Seventeen years ago, Eve Ensler’s play, The Vagina Monologues, premiered at the Off Broadway Westside Theatre in New York City. The play brought Ensler fame, money and power, and with that she has done a number of extraordinary things.
In 1998, inspired by the numerous performances of her play, Ensler launched V-Day, a global activist campaign to end violence against women and girls. Worldwide, women put on events to fundraise for the cause, and to date have raised over $90 million for the charity. The money is dispensed internationally to grassroots organisations and initiatives to stop violence against women. One example of an area where this money has greatly benefited is the City of Joy, a resource and education centre for Congolese women affected by violence and rape. The centre, situated in Bukavu in the DRC, provides therapy and training, with the goal of rebuilding the lives and spirits of women who have suffered unimaginable horrors.
Early last year, Ensler launched her most ambitious project to date. According to the UN, one in three women will be sexually assaulted and/or beaten in her lifetime. That’s one billion women globally. This shocking number motivated Ensler to create the One Billion Rising Campaign, which she described as “a call for the one billion women who have been beaten or raped and the men who love them to strike, rise and dance on 14 February to end violence against women and girls.” [The Guardian, Friday 11 January 2013]
The campaign has been gathering momentum around the world. To date 182 countries are staging “a rising” of some kind. The idea is for women and men who care about the issue to leave their work places, schools and homes, gather in a public location and dance to raise awareness. People will cause a stir by walking off their jobs, and this is what Ensler feels is necessary to draw attention to the problem. “…we have to go further and be disruptive and be dangerous,” she said in an interview with Democracy Now. [See the interview here.]
In the same interview, Eve stated that she made the announcement about the campaign whilst in Australia, and already an aboriginal women’s group in Queensland had secured a stadium for their performance. Major events have been planned in India, Africa and the United States, and the movement has attracted a number of supporters, V-Women and V-Men who have leant their celebrity name to the cause, such as Thandie Newton and Robert Redford.
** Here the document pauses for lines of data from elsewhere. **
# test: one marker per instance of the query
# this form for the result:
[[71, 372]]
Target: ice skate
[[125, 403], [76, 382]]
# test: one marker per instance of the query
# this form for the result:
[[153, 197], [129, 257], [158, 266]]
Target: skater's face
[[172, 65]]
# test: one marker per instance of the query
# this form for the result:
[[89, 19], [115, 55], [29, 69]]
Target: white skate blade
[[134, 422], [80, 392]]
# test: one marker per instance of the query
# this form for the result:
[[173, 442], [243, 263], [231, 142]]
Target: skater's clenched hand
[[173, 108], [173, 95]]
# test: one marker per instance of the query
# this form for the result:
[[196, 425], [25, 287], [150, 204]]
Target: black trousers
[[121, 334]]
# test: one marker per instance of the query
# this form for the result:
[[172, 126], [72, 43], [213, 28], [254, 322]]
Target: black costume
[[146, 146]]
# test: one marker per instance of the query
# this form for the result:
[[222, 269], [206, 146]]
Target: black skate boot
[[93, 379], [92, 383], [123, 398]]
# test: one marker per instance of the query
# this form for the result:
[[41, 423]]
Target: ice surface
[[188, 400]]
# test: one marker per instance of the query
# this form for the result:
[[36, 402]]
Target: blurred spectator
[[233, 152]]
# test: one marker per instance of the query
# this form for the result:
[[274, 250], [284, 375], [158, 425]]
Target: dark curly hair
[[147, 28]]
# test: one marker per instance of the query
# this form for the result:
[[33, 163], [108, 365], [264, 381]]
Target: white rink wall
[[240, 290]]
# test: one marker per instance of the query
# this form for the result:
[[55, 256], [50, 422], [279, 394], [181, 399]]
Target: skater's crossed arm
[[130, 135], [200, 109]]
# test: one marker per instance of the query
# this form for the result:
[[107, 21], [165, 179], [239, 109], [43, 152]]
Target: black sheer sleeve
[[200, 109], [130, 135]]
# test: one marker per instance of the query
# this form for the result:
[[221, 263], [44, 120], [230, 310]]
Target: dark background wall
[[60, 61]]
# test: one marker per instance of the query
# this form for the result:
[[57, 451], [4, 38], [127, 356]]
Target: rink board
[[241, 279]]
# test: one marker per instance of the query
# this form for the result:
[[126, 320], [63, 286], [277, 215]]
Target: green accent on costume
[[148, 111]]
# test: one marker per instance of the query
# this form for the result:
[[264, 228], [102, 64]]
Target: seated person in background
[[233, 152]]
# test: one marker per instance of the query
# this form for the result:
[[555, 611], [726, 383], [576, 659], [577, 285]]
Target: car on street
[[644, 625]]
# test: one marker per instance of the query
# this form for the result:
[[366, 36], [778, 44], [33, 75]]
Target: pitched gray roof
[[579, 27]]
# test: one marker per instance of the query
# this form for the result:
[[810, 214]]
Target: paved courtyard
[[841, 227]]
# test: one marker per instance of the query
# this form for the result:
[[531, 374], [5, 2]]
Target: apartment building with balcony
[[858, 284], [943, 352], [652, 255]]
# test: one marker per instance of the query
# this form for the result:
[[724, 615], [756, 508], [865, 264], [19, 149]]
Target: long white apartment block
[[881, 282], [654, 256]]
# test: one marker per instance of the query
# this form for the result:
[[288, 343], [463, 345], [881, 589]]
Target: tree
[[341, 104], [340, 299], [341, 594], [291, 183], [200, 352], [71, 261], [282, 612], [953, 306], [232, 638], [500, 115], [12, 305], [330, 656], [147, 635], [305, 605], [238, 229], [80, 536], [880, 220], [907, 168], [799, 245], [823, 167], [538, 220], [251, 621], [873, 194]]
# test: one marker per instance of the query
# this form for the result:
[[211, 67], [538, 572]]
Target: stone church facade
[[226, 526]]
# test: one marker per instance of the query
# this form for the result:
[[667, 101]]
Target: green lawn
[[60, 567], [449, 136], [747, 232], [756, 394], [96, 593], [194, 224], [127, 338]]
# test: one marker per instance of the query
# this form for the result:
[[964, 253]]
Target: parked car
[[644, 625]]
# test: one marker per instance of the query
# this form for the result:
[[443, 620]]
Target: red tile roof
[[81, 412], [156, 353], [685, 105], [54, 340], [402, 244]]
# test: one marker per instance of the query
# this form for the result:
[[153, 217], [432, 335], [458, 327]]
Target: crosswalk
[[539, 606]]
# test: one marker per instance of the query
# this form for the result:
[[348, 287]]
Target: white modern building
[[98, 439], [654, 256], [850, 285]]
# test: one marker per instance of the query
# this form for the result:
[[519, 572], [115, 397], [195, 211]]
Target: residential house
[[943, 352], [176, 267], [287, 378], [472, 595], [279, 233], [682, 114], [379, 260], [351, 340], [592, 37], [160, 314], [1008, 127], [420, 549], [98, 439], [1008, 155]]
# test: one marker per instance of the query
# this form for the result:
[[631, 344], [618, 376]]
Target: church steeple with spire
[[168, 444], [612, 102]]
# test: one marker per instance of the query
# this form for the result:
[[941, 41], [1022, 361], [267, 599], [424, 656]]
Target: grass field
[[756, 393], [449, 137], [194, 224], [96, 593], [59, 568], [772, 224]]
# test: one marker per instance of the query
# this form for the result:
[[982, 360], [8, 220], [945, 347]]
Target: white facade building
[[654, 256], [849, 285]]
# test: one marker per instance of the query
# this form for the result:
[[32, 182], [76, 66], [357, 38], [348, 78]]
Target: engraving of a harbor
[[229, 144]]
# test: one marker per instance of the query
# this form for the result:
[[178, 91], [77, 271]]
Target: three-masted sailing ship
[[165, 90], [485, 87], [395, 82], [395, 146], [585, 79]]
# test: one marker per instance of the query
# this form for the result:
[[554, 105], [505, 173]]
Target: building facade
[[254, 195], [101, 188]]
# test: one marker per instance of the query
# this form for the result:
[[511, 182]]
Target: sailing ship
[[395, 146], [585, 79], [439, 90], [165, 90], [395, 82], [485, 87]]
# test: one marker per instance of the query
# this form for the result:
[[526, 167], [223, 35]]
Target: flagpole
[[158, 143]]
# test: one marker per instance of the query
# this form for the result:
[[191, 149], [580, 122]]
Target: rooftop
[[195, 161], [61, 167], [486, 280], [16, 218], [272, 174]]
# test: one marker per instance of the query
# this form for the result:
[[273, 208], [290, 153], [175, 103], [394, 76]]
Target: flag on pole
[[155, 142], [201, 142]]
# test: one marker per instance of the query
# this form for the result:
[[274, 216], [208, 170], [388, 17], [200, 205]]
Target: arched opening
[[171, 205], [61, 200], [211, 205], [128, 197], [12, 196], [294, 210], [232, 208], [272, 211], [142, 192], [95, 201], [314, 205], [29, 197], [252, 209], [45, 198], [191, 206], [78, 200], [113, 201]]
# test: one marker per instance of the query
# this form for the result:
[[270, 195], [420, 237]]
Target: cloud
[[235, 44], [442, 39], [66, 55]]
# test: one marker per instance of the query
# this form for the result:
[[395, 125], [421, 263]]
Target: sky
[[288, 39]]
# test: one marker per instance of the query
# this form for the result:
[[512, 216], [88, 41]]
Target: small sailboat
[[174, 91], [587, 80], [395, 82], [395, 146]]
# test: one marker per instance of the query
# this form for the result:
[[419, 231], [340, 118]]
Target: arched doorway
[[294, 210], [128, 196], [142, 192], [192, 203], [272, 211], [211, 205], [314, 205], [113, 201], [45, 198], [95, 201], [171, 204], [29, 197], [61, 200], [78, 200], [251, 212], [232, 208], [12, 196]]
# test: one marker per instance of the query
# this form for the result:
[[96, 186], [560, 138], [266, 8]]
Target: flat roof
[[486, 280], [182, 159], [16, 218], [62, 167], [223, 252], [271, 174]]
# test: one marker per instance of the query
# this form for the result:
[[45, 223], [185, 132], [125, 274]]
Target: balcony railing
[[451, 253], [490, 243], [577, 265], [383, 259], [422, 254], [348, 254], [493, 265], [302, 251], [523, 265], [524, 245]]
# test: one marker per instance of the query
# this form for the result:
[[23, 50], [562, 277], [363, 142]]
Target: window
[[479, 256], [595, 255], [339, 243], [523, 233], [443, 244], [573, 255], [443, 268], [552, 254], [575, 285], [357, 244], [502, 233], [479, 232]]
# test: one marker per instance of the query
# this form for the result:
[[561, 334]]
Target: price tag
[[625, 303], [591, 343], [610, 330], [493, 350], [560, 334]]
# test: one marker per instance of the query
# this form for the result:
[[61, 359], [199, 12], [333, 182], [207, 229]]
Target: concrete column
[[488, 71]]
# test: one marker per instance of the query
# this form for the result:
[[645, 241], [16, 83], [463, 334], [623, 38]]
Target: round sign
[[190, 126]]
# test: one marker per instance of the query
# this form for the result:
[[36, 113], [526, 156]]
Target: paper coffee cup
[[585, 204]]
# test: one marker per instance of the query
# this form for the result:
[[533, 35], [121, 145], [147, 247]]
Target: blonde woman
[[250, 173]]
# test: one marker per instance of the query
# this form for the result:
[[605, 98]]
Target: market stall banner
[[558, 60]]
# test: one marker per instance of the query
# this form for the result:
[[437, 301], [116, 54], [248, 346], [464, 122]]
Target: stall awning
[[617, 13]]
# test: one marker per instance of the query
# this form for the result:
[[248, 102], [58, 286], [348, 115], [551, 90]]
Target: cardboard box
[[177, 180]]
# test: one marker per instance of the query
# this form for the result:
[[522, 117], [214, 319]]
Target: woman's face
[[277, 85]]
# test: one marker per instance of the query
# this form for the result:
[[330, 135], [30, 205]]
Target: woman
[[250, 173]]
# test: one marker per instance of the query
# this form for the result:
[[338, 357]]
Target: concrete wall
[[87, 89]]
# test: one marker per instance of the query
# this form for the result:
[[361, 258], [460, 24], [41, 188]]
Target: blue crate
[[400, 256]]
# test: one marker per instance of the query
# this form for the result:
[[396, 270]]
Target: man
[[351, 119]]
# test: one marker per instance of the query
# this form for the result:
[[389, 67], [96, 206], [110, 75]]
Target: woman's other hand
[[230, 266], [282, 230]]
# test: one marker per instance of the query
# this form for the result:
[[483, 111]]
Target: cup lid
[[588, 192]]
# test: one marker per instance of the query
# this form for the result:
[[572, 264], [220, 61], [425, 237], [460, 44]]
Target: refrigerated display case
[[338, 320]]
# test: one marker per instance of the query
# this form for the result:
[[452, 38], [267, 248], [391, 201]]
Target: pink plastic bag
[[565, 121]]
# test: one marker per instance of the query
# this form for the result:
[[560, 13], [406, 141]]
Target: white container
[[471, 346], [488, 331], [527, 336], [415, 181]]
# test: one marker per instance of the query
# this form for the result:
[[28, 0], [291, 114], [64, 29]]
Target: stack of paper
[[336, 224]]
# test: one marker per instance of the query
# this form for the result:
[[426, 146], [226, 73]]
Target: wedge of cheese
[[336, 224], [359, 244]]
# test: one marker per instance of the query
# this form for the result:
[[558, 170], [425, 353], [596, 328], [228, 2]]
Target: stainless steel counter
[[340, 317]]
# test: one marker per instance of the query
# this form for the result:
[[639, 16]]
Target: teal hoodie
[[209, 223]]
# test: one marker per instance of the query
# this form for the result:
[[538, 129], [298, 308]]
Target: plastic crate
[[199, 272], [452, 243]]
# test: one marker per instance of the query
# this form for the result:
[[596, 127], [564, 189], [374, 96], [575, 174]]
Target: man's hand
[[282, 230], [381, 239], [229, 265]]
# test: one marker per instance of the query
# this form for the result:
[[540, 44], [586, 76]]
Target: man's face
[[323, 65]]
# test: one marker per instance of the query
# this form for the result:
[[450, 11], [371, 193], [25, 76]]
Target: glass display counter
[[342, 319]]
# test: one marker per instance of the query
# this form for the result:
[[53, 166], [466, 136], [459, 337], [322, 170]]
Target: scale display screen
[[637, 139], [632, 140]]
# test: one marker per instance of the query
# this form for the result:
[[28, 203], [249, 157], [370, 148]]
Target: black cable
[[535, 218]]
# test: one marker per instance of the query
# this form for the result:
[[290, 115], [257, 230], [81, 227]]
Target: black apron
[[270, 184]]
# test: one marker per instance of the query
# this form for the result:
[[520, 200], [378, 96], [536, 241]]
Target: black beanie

How many informal dance gatherings there will be in Sydney this February remains to be seen, but there are organised flashmobs happening in and around the city on the day. At 1pm, outside St Mary’s Cathedral, women on social networking groups have teamed up with Girl Power Goddess and White Ribbon to stage a giant rising, the profits of which will go to a women’s refuge. In the evening, Sydney Feminists is hosting a charity dance party in support of V-day and to raise money for a domestic violence fund. There are also events happening in other places as well. The One Billion Rising website allows people to search for a rising in their area, or stage their own.
Ensler has said that she feels as if a “woman spring” is happening around the world. Although she is furious at the levels of gender-based violence we are seeing today, she remains hopeful for the future. Given that she herself has survived sexual abuse, as well as a recent, near-fatal battle with cancer, her optimism is all the more impressive. Her goal is ambitious; she doesn’t say that the campaign aims to help stop violence against women, she simply says it aims to end it.
“How do you break a curse? In organising, we will discover our solidarity and the scope of this issue.”[Guardian; 24 September 2012]
Let’s see what Sydney is capable of this February 14th.